Siempre queda algo, una huella que ya no nos pertenece, pero que tampoco desaparecerá del todo.
2025. Marzo. Veintiuno. Viernes. El interior de las tiendas de antigüedades me produce verdadera fascinación por lo que tiene de exhibición de un pasado que se nos vela, pero que nos permite imaginar qué lugar de una casa ocupó cada uno de ellos o qué espacio en la biografía de alguien conquistó su regalo o su compra. Huella, evocación, memoria…
La nómina de objetos que pueblan estos espacios es infinita: relojes de sobremesa de mármol o de pared de diseño clásico, cuya mecánica respiración marcó las horas en un hogar; cristales esmeralda con ornamentos delicados con los que reflejar la luz del sol en una distinguida habitación; robustos candelabros de hierro forjado para iluminar cenas y reuniones familiares; piezas de joyería usadas para adornar en ocasiones especiales; jarrones de porcelana que sostenían flores frescas en días de entretenimiento; lámparas colgantes de estilo victoriano para inspirar estancias llenas de secretos; querubines de cerámica en estilo rococó que embellecían salones llenos de lujo; candelabros de latón que irradiaban una luz cálida en las noches eternas; jarrones con detalles en relieve para ser el foco de curiosos y amantes del buen gusto; y radios retro, portavoces de melodías de tiempos pretéritos.
Cada uno de estos artefactos representa no solo un tiempo y lugar específicos, sino también una historia personal. ¿Quién fue el primero en escuchar música desde ese aparato radiofónico? ¿Qué pensamientos rondaban la mente de quien se sentaba junto al reloj de sobremesa mientras las horas avanzaban imparables? ¿Qué conversaciones, risas, confidencias se dijeron bajo la tenue luz de aquellos candelabros?

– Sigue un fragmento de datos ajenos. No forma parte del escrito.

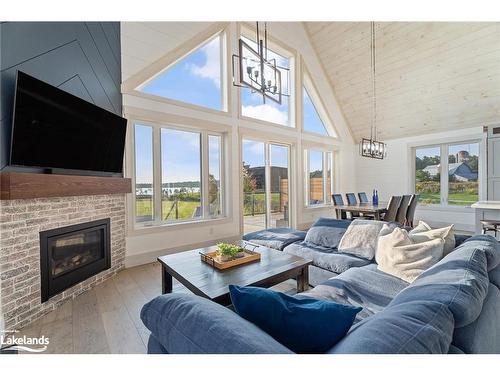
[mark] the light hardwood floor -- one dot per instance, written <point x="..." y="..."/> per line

En un anticuario que se precie no pueden faltar legados como muebles antiguos con acabados hechos a mano; cómodas de madera que en su tiempo albergaban cartas, documentos y pequeñas joyas; armarios con detalles dorados tallados a mano que contenían prendas valiosas y abrigaban los sueños de sus propietarios; vitrinas de vidrio con vajilla de diseño floral o geométrico que guardaban el esplendor de banquetes de antaño. También hay grabados que parecen detenidos en el tiempo, como aguardando a alguien para revivir las escenas que retratan. Los lienzos oscuros en gruesos marcos dorados parecen contener historias secretas, con la esperanza de que una palabra los libere del silencio inquietante en el cual se encuentran atrapados.
Toda la atmósfera en estas cápsulas del tiempo evoca una especie de dignidad silenciosa. Es un espacio que nos envuelve, que nos invita a explorar, a detenernos y a reflexionar sobre el pasado que nos precede. A veces pienso que estos bazares son como refugios de la memoria colectiva, mercados donde el lujo, la nostalgia y la exclusividad se apoderan de nosotros. Al mirar desde la calle a través del cristal, uno no puede evitar sentir un profundo respeto por los objetos que allí se exhiben. No son reliquias de un pasado decrépito, sino testimonios vivos que confían en la «mano de nieve que sabe arrancarlas» de la quietud en la que reposan. Esa mano puede ser la de un coleccionista apasionado o, quizás, la de alguien que, como yo, siente una profunda nostalgia y busca revivir una parte de su historia personal.
Algo parecido sucede con las mudanzas cuando uno cambia definitivamente de domicilio, porque en cada una de ellas hay objetos que se dejan olvidados u otros que permanecerán para siempre en la casa que uno abandona. Sin embargo, siempre queda algo, una huella que ya no nos pertenece, pero que tampoco desaparecerá del todo.
Es esto lo que siento cuando desalojo para siempre esta casa que me vio corretear desde mis tres años, cuyas paredes sufrieron los golpes de travesuras y que entonces nos parecían indelebles. Allí dejamos marcadas a lápiz la progresión de nuestro crecimiento: las lecturas, las confesiones nocturnas entre hermanos, tantos pasos a oscuras de sonámbulos precoces, espacio impertérrito donde ahogábamos inquietudes y conflictos, risas… Todo con lo que crecimos, todo lo que fuimos, quedó de alguna manera grabado en esas habitaciones.
Ahora, esta casa, llena de vida de otras personas, la recordaremos como un vestigio en la memoria. Aunque la abandonemos, siempre quedará un eco de lo que una vez fuimos. Al igual que los objetos en las tiendas de antigüedades, este hogar seguirá existiendo como un testimonio silencioso de un tiempo pasado, esperando a que alguien lo redescubra, lo reinterprete y le otorgue una nueva vida.